Иногда видели старца, покидающего стены своей кельи, высокого, худого, покачивающегося, с темными запекшимися пятнами на ветхой, служившей ему почти от самых его юных дней, сутане. Он брел, не видя никого, по направлению к большому камню, поместившемуся в центре невеликого, огражденного высокими кирпичными стенами монастырского садика. Брел медленно и покачиваясь. Добредал. Высоко задрав сутану, ложился на него горячим, прямо пылающим телом и долго отдавал ему свой жар, впитывая от черного камня вечернюю прохладу и успокоение.
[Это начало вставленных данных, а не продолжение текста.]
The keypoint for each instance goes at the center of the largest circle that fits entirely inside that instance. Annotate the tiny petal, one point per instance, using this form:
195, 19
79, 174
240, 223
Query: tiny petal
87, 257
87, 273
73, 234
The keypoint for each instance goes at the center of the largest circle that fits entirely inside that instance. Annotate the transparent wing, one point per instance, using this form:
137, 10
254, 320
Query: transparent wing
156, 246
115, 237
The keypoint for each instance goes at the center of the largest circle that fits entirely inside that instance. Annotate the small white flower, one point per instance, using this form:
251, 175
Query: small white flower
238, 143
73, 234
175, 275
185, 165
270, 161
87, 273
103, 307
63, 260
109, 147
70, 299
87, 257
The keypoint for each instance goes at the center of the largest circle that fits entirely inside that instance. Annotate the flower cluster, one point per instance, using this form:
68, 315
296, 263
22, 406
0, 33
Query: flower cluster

Во всех движениях его истончившейся и истомленной фигуры было что-то прямо-таки девически изящное.
На том же камне и находили его спящим. Оставляли на несколько дней, не решаясь потревожить. Просыпался он сам, остывший и расслабленный. Прислушивался к себе. Там было тихо и безлюдно. Как-то необъяснимо прохладно, без всяких явных признаков посторонней жизни. Это его беспокоило. Он быстро оглядывался, успокаивался, положив сухую руку на опавший живот. Долго сидел на камне, не находя сил подняться. Щурился на солнце и ласково кивал как бы случайно проскальзывающим мимо монахам. Стоял ясный тихий солнечный день. В колодце сада пели птицы и шевелились многочисленные существа. Старец поворачивал голову, и птицы смолкали. Он ласково улыбался, кивал им головой, и они снова заливались невыносимо звонкими голосами. К ногам старца прибивалась мелкая и трудно углядываемая тварь. Во всяком случае, поукрывшиеся за внутренней колоннадой не могли точно рассмотреть ее. Семеон, с трудом наклонившись, гладил ее и что-то наговаривал на ухо. Она исчезала. Семеон поднимал голову, птицы снова замолкали. Стояла звенящая тишина, давившая уши почище беспрерывного многочисленного беспорядочного птичьего гомона и металлического звона насекомых. Семеон согласно кивал головой, птицы и насекомые снова принимались за свое. Он поднимался, уходил к себе и запирался там на месяцы.
Как рассказывал Марий, перед смертью Семеон позвал его и сказал, что отныне начинаются новые времена, в которых он уже не жилец. Что сейчас выпустит это существо на волю. Что так велено ему и попущено тому. И самое странное, поведал Семеон, существо разделится на некую женскую сущность и на Дракона, неким образом (он никак это не пояснил) воспроизводя как бы раздвоенность организма самого старца, всех предыдущих старцев и вообще несовершенство человеческой натуры. Подобного и вовсе уж было не понять. Конечно, само несовершенство человеческой натуры очевидно и неотрицаемо. Все прочее же звучало вполне невразумительно. Однако Марий и не пытался что-либо пояснить.